Гиви Гамдлишвили был молод, красив и удачлив. Он рано заметил, что глаза женщин, на которых он пристально смотрит, начинают блестеть, а голоса внезапно становятся низкими и обретают волнующие бархатные нотки. Однако игра была для Гиви важнее женщин. Эмоции, которые он испытывал за рулеткой или за карточным столом, оказались не сравнимы ни с чем другим. Они были сильнее секса, даже мощнее той легкости и веселья, которые Гиви испытал, впервые в жизни покурив травку.

Когда у Гиви появились первые настоящие деньги, он перестал появляться в классе. Вскоре, махнув рукой на учебу, купил диплом техникума и начал совсем другую жизнь, полную драйва, адреналина, побед, поражений и соблазнов.

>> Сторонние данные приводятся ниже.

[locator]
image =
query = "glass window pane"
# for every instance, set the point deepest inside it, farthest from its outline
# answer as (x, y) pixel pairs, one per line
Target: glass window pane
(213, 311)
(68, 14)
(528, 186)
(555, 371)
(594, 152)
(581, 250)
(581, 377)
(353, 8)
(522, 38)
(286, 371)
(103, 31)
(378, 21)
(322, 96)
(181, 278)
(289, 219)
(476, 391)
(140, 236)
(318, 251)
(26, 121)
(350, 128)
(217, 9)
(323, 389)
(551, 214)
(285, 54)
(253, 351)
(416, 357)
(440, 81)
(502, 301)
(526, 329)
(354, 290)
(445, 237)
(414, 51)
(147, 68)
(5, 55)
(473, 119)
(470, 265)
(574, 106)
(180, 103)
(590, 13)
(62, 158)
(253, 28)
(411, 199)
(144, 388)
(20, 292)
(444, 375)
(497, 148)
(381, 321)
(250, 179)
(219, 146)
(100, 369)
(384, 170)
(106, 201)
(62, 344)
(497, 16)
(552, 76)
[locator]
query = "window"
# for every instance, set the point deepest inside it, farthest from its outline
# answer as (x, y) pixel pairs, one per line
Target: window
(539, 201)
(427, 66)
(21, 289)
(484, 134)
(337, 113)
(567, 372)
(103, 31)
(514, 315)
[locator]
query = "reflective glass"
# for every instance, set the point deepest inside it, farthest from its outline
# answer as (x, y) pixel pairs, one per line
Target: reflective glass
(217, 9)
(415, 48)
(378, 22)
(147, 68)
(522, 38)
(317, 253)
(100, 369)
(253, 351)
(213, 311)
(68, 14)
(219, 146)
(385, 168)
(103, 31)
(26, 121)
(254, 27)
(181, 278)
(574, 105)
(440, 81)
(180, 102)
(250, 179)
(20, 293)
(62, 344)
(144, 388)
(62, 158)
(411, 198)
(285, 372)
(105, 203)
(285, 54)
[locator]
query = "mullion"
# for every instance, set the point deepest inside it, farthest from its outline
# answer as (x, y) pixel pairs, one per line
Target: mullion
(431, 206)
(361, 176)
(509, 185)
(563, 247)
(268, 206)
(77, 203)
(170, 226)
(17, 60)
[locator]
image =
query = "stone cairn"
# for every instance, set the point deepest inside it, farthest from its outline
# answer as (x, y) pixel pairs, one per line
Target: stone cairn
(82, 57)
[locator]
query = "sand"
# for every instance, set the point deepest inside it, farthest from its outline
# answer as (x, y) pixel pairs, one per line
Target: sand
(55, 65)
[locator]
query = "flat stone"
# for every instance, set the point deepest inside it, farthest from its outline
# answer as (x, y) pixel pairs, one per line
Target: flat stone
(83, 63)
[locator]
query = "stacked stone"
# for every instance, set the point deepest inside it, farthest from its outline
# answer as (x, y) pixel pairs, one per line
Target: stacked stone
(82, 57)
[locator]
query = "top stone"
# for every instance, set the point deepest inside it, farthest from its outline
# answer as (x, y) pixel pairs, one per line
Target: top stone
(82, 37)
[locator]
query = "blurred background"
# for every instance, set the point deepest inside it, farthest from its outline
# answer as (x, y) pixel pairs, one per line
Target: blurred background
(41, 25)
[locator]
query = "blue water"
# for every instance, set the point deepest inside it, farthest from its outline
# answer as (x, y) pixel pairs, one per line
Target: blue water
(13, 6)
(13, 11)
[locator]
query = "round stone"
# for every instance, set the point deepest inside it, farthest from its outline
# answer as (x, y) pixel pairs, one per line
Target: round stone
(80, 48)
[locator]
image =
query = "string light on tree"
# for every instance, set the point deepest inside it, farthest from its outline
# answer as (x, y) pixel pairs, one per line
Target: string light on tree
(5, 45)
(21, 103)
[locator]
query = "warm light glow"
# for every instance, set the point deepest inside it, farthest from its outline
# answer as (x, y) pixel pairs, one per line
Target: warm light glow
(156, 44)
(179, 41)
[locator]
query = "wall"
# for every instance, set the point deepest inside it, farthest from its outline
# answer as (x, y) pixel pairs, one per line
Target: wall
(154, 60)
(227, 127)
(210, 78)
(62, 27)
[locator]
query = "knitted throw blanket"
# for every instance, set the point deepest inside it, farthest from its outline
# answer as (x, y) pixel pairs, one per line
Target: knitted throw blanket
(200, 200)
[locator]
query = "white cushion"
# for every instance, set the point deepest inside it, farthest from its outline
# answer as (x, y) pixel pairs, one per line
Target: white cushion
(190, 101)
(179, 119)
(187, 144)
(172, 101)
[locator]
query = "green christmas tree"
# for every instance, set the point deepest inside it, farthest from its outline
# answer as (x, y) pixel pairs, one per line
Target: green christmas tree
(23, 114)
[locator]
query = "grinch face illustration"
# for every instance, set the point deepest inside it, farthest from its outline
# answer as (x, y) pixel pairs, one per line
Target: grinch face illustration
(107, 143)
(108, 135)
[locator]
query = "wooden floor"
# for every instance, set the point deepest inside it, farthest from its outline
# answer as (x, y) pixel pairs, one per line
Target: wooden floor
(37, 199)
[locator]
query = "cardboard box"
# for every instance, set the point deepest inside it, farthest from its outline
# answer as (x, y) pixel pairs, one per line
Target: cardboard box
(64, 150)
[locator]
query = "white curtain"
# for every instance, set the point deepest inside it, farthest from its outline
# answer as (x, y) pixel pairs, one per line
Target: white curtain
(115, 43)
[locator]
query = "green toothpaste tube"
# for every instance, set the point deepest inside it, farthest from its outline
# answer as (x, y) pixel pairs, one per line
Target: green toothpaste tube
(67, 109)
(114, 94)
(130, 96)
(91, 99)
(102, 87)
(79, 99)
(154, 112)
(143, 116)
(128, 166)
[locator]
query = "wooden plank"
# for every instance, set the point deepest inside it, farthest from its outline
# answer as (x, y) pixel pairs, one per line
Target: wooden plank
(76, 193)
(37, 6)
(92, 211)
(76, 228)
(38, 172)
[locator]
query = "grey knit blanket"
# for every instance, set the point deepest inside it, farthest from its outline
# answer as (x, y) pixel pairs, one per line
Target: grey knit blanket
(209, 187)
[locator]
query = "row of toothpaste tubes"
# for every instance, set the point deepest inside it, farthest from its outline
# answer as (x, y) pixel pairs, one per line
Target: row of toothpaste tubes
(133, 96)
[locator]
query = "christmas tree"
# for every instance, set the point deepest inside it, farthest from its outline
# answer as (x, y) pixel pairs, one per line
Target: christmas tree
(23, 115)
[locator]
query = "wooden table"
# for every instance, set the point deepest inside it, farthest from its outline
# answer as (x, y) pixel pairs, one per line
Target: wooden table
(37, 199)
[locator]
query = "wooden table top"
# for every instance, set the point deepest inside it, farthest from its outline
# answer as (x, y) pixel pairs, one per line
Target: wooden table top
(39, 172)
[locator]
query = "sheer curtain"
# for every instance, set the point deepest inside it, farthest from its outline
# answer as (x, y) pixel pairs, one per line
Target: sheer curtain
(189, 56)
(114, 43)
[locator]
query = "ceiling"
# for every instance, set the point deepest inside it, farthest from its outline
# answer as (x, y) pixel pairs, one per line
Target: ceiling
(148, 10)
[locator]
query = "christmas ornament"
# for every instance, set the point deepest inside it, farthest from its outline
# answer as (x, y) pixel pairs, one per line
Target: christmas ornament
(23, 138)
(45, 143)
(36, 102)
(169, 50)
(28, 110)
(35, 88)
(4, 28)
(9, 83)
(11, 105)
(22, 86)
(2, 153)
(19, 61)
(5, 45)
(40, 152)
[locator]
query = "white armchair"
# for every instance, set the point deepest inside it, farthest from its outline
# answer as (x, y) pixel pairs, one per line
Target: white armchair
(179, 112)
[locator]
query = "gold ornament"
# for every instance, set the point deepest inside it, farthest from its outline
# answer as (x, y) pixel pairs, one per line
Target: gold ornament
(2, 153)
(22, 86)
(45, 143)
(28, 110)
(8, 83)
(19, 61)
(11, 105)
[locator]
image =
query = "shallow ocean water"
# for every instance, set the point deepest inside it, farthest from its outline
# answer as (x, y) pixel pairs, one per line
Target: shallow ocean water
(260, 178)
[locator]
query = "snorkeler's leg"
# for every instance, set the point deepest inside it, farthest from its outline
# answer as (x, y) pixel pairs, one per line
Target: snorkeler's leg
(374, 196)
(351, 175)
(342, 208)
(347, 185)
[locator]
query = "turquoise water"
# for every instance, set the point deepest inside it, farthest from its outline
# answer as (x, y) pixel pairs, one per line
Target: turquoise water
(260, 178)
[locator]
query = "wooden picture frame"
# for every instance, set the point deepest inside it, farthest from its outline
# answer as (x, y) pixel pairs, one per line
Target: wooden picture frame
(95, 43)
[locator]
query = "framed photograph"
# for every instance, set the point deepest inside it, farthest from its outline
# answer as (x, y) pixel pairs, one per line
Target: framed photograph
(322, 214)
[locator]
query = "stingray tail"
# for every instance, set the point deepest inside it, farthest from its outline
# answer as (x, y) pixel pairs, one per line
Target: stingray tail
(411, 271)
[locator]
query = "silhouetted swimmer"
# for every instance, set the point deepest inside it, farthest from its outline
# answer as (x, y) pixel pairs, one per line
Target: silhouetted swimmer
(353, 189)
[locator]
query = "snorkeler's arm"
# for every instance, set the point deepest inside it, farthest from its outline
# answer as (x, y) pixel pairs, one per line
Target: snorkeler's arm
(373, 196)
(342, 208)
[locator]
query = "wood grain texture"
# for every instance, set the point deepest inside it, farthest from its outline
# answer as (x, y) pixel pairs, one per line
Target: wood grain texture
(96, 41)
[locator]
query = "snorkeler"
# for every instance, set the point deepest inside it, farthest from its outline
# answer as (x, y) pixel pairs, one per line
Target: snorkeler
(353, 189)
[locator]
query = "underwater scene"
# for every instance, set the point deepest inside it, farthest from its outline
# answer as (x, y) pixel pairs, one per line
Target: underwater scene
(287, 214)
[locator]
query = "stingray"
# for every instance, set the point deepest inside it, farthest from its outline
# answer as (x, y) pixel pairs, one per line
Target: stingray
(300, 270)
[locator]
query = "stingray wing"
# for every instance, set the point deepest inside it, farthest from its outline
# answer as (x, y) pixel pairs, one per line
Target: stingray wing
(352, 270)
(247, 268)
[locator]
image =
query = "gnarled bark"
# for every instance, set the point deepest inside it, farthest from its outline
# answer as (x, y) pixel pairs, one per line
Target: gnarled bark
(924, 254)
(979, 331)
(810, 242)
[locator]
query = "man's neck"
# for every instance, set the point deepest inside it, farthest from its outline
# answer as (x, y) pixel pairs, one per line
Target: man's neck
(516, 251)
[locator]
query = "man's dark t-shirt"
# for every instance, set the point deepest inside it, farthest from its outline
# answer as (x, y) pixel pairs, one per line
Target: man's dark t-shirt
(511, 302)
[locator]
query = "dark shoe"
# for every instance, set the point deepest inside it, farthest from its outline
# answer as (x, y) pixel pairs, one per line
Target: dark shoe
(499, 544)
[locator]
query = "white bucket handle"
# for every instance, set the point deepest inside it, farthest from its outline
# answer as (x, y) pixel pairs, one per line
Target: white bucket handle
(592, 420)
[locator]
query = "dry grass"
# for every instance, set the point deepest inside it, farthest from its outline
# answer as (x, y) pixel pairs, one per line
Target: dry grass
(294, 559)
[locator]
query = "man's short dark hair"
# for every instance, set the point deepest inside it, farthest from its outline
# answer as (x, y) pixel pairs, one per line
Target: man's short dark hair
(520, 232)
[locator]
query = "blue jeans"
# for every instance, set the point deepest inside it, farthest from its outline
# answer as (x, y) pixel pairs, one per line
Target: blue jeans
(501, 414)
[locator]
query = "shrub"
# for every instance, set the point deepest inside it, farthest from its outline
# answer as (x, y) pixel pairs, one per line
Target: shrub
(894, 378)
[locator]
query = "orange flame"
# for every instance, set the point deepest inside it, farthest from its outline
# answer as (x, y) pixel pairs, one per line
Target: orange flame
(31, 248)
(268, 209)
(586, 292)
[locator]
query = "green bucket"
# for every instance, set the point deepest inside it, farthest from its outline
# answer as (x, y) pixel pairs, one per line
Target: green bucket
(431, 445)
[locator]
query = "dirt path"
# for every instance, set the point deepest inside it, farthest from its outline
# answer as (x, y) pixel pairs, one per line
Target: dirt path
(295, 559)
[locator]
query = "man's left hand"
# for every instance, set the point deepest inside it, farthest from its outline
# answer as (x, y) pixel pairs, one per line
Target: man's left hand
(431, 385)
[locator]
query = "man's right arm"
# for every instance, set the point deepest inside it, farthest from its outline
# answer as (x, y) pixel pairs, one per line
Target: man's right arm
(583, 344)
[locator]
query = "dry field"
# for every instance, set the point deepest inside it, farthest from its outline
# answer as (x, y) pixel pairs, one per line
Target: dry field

Новой страстью игрока Гамдлишвили стали орловские рысаки. Он принялся играть на бегах и потихоньку научился разбираться в тонкостях волнующего, криминального и очень закрытого мира. Мозг игрока, мгновенно просчитывавший варианты, подсказывал единственно правильное решение: на какого рысака надо делать ставку в этом забеге. Через несколько лет Гиви стал своим на Центральном московском ипподроме и сам начал диктовать наездникам условия – какого рысака придержать, а какого, напротив, сделать «темной лошадкой», чтобы «жучки», получившие призовые в кассе, сунули ему в газетке денежки – весьма серьезный процент «за консультацию». В начале девяностых цены на породистых лошадей упали, и Гиви приобрел пару орловских рысаков. Вскоре он стал ездить с ними в те города, где проводились бега с хорошими призами.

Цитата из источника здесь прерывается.